Bem verdade que, individualmente, o candidato mais votado para o cargo foi o então deputado federal Francisco Chiquilito Erse (PFL), que totalizou 102 mil 739 votos válidos. Mas não foi suficiente para ter direito a qualquer das duas vagas. Candidatos a uma das cadeiras, Olavo Pires teve 95 mil 637 votos, enquanto Amir Lando totalizou 46 mil 385 votos e Cícero Dantas 9 mil 65 votos. Os 151 mil 395 votos em que resultaram a soma garantiram a vaga para o mais votado (Olavo), ficando Lando com a 1ª suplência e Dantas com a seguinte. Para a outra vaga o PMDB disputou com Ronaldo Aragão (59 mil 7 votos), Djair Prieto (49 mil 701 votos) e Antônio Morimoto (34 mil 687 votos), tendo a soma de 143 mil 395 garantido a eleição de Ronaldo Aragão e as suplências aos demais.

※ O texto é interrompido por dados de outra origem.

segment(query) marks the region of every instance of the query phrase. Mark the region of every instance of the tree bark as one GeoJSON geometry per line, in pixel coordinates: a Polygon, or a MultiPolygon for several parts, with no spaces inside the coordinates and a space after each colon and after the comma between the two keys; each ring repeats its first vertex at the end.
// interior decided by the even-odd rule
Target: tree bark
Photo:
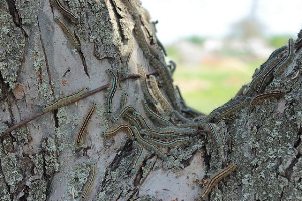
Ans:
{"type": "Polygon", "coordinates": [[[0,18],[0,199],[302,199],[300,34],[205,116],[139,1],[8,0],[0,18]]]}

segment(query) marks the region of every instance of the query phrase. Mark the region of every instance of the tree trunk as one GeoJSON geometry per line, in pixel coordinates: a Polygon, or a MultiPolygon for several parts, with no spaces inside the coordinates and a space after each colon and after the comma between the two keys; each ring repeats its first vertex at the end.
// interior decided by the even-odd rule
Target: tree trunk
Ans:
{"type": "Polygon", "coordinates": [[[300,38],[205,116],[139,1],[8,0],[0,18],[1,200],[302,199],[300,38]]]}

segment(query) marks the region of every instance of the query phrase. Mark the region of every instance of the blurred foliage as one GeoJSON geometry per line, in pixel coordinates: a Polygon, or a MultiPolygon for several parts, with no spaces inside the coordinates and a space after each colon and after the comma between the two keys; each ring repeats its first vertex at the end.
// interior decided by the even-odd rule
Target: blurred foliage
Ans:
{"type": "MultiPolygon", "coordinates": [[[[286,45],[288,38],[275,36],[267,41],[275,49],[286,45]]],[[[186,41],[202,46],[205,39],[194,36],[186,41]]],[[[233,97],[242,85],[251,81],[255,70],[265,61],[264,58],[257,59],[240,51],[222,49],[212,55],[208,54],[208,57],[212,57],[208,59],[209,61],[205,58],[206,61],[201,60],[188,64],[180,59],[183,55],[180,55],[177,45],[171,45],[166,50],[169,58],[177,64],[173,75],[174,84],[179,86],[187,105],[206,114],[233,97]]]]}
{"type": "Polygon", "coordinates": [[[269,45],[274,48],[278,49],[288,44],[288,38],[290,38],[288,35],[274,36],[267,39],[269,45]]]}
{"type": "Polygon", "coordinates": [[[193,36],[186,38],[185,40],[188,42],[190,42],[196,44],[202,45],[204,43],[204,41],[205,41],[206,39],[198,36],[193,36]]]}

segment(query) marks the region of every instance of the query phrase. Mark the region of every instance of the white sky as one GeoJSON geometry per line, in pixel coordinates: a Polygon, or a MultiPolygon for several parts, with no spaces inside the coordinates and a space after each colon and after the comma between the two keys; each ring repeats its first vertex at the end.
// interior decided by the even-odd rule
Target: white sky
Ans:
{"type": "Polygon", "coordinates": [[[250,16],[264,25],[267,35],[286,34],[296,37],[302,28],[301,0],[141,0],[158,20],[157,36],[167,45],[192,35],[222,37],[232,24],[250,16]]]}

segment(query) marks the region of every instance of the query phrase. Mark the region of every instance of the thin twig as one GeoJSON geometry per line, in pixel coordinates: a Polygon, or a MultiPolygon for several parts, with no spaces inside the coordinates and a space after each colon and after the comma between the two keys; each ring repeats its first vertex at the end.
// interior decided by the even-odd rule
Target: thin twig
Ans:
{"type": "MultiPolygon", "coordinates": [[[[157,73],[157,71],[154,71],[152,72],[150,72],[148,73],[148,75],[156,74],[156,73],[157,73]]],[[[139,77],[140,77],[140,76],[141,76],[141,75],[140,74],[132,74],[131,75],[128,75],[126,77],[124,77],[119,79],[119,82],[122,82],[123,81],[125,81],[126,79],[134,79],[134,78],[139,78],[139,77]]],[[[62,105],[62,107],[65,106],[67,105],[69,105],[69,104],[72,104],[73,103],[76,102],[77,101],[79,101],[79,100],[80,100],[81,99],[84,99],[86,97],[90,96],[95,93],[97,93],[98,92],[100,92],[101,91],[106,89],[106,88],[107,88],[108,87],[108,84],[107,84],[104,85],[104,86],[101,86],[100,87],[96,88],[95,89],[93,90],[92,91],[88,91],[88,92],[84,94],[84,95],[83,95],[80,97],[78,97],[77,98],[75,98],[71,103],[69,103],[67,104],[62,105]]],[[[32,120],[34,120],[35,119],[40,117],[41,115],[44,115],[45,113],[47,113],[48,112],[50,112],[50,111],[40,112],[39,113],[38,113],[31,117],[30,117],[28,118],[25,119],[24,120],[21,121],[21,122],[14,125],[11,127],[10,127],[8,129],[7,129],[7,130],[5,130],[4,131],[3,131],[1,133],[0,133],[0,137],[4,136],[5,135],[11,132],[12,131],[13,131],[14,130],[17,128],[18,127],[19,127],[24,124],[25,124],[30,122],[32,120]]]]}

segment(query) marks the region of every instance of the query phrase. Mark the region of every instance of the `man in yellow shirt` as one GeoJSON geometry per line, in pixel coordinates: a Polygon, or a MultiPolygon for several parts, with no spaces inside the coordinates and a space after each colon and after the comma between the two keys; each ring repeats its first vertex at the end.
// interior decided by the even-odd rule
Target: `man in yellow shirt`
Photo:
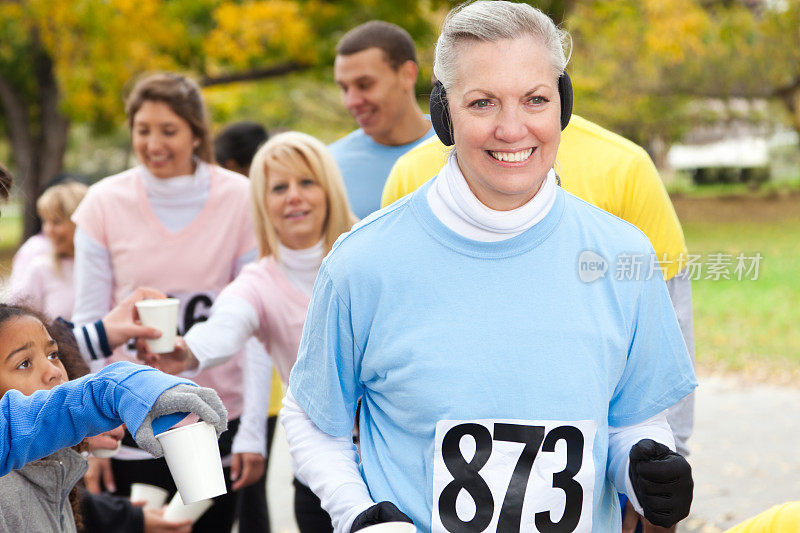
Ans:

A posse de Edison Lobão Filho no Senado reabriu a polêmica em torno dos suplentes e forneceu munição para os que pretendem acabar com essa história da representação sem votos. No Senado tramita uma proposta de emenda apresentada pelo senador Demóstenes Torres (DEM) que elimina a figura. Estabelece que novas eleições serão convocadas para escolher o substituto sempre que o cargo for declarado vago. Há outras sugestões, como a eleição, em separado, dos suplentes. Ficaria com as suplências os que tivessem mais votos, independentemente de serem do mesmo partido do titular. Dificilmente terão futuro.